To obey is better than sacrifice,
and to heed is better than the fat of rams.’” (1Samuel 15:13-22)
Saul did not obey completely. I like to think of it like cooking chicken or pork. “Almost” done will still make you very sick! Saul did just enough right to try to justify his actions. And he assigned some of the plunder to go to God to make himself feel better. But God does not need our token acknowledgements. He sees right through that. We may fool many people, but we can’t fool God. Being completely honest with God and with youself is one of the first steps to being prepared for God’s extraordinary plan.
God demands complete obedience, not because he is a dictator-type God, but because only He can see past, present and future. Only He can look behind and ahead and trace the thread of our actions in the tapestry of our life story, and the story of the generations to come. Now, I have to stop for a moment and remind you that this is not a call to legalism. Jesus reprimanded the legalistic Pharisees much more than the overt sinners.
Always remember the principles of God’s Grace: we don’t deserve it; we can’t earn it; Jesus bought it for us; It’s free! But once we experience God’s Grace first hand, we want with all of our hearts to please Him and show Him how much we love Him. He is a holy God who can’t dwell with sin. That’s why we turn to Him to set us free from sin, and to give us the power to live a life pleasing to Him. It is His grace that also shows us our sin, so that we can be relieved of it and released from it.

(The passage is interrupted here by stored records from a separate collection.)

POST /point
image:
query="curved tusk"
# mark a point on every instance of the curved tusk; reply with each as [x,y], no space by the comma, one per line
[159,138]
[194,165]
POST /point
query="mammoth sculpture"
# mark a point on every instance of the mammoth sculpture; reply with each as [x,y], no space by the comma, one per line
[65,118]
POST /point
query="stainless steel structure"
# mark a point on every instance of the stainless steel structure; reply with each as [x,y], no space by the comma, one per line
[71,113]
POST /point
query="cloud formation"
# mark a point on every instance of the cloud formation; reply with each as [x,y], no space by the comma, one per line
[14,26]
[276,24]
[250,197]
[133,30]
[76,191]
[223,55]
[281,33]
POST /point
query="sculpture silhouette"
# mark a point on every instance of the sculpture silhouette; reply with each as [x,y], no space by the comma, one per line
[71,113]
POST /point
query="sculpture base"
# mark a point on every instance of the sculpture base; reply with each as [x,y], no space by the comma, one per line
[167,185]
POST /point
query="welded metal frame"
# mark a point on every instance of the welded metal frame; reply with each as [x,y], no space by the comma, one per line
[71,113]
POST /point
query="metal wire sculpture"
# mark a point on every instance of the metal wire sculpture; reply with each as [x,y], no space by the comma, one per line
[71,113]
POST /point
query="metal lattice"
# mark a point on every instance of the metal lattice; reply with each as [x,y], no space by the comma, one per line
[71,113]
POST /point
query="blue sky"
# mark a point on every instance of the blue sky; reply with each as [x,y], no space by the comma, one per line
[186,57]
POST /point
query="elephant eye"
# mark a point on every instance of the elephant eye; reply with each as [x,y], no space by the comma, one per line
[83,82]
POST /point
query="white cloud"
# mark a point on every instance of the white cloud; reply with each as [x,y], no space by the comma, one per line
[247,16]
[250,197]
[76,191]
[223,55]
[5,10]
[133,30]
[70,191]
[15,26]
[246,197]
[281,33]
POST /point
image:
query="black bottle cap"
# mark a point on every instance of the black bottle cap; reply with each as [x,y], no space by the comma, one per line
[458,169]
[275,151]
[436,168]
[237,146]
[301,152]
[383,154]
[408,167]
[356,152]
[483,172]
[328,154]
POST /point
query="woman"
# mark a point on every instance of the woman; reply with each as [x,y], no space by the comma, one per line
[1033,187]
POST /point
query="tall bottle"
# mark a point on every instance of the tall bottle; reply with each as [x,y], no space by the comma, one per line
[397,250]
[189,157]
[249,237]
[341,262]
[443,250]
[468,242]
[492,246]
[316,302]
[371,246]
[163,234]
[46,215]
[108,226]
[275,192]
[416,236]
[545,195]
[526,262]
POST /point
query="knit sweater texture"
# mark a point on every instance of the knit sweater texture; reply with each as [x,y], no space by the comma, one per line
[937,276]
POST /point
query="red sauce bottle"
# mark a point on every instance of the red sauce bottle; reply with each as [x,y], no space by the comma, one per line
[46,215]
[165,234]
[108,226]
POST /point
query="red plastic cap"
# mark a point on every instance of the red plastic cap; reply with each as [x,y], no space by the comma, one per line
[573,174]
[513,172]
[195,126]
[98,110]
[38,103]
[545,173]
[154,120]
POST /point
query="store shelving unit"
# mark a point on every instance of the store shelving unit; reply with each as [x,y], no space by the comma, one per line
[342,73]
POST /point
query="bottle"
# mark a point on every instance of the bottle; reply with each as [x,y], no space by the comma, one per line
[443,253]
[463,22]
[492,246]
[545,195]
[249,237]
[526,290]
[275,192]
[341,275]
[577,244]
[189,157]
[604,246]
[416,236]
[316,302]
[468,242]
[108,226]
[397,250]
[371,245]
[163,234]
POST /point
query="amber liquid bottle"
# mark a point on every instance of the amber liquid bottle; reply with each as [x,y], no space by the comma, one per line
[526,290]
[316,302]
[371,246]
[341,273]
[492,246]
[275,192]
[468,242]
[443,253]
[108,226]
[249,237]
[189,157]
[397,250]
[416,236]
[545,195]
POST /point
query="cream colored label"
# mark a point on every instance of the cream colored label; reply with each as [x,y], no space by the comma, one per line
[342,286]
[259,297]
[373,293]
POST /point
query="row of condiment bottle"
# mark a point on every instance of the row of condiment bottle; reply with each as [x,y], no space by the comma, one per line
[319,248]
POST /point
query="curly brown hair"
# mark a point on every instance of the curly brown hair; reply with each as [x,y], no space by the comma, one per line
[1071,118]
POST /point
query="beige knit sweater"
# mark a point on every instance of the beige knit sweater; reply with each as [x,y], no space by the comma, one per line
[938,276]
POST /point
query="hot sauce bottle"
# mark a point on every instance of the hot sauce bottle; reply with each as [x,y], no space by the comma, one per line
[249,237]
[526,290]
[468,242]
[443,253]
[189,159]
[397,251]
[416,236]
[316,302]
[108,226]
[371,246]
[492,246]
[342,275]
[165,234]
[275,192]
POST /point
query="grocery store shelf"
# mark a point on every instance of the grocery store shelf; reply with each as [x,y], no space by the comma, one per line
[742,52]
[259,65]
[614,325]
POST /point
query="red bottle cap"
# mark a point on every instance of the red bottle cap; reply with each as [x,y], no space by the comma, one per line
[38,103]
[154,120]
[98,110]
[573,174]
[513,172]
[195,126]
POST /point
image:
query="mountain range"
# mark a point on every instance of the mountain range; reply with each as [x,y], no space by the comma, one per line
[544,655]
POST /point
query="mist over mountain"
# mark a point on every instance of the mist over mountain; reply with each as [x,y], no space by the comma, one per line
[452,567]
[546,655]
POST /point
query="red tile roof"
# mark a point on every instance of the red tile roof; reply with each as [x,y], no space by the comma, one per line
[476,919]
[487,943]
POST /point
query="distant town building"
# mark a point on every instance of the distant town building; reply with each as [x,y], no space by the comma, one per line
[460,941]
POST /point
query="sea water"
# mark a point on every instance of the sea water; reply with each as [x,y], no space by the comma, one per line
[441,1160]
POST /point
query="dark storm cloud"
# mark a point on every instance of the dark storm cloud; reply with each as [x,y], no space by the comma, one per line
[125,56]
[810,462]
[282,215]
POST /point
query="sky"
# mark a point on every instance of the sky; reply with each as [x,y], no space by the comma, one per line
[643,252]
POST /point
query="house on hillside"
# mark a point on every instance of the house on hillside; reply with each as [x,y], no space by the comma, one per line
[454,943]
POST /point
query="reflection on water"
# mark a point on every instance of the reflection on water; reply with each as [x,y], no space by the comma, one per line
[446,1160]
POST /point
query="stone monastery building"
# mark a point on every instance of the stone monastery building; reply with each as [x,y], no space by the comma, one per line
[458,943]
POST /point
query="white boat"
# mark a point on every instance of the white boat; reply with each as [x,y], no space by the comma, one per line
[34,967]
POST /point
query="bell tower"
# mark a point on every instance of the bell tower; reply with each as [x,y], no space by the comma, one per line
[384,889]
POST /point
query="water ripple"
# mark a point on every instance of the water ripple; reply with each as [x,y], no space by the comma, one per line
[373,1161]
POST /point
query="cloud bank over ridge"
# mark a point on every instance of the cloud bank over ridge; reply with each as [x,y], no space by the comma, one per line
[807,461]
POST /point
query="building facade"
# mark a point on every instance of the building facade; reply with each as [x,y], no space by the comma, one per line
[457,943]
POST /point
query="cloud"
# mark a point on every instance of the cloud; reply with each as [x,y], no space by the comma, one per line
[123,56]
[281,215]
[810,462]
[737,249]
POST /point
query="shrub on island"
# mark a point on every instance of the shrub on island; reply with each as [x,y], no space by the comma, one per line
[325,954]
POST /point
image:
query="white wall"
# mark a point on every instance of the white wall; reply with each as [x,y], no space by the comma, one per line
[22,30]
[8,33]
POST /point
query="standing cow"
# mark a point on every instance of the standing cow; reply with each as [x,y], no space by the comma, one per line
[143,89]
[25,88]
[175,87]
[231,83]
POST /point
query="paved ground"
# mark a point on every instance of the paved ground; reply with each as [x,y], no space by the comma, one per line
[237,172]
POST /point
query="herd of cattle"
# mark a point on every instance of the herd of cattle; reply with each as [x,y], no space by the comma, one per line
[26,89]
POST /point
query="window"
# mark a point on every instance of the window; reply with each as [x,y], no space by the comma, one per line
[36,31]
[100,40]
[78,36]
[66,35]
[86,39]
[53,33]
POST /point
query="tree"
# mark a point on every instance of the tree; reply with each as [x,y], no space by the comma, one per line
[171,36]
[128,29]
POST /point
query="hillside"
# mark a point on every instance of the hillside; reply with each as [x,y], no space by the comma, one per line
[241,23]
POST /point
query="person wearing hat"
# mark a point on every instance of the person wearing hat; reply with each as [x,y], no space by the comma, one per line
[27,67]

He does sometimes allow consequences for our sins, even consequences that are revealed further down the road. The consequences that Saul faced were both immediate and far reaching. God removed His favor from Saul and eventually replaced him with King David, who, though not perfect, yet, nonetheless, was a man after God’s own heart. And it was through King David that God’s Ultimate plan of salvation was fulfilled when generations later Jesus was born in the lineage of David.
I believe the difference that we see between these two examples of sinful people is the heart with which they faced their sin. In Saul’s story, he never really received a mighty redemption. David, on the other hand, turned his whole heart to God, acknowledged and truly repented of his sin—not just because he was caught, but because he was convicted and grieved by what he had done.
The full repercussions of the sin of King Saul were not seen immediately. However, years down the road, the ancestors of those Amalekites who were left alive caused great problems for the people of God. The Israelites were eventually taken captive from Jerusalem and carried into exile in Persia. We will see later in the week that the sin of King Saul–the sin of not obeying completely and the sin of not being completely repentant—nearly caused the destruction of his descendants. But God…
Don’t you love those two words: But God… Many times in my life I could have taken a destructive turn. I could have ended up in a much different place. But God…
Today, let’s praise Him for the times He has saved us, not just that one time of eternal salvation, but the many, many times He has saved us, rescued us from ourselves and our own sinful choices. Today, let’s choose to obey Him completely. Is He asking you to do something, to give up something, change something in your life? Just do it. Don’t wait.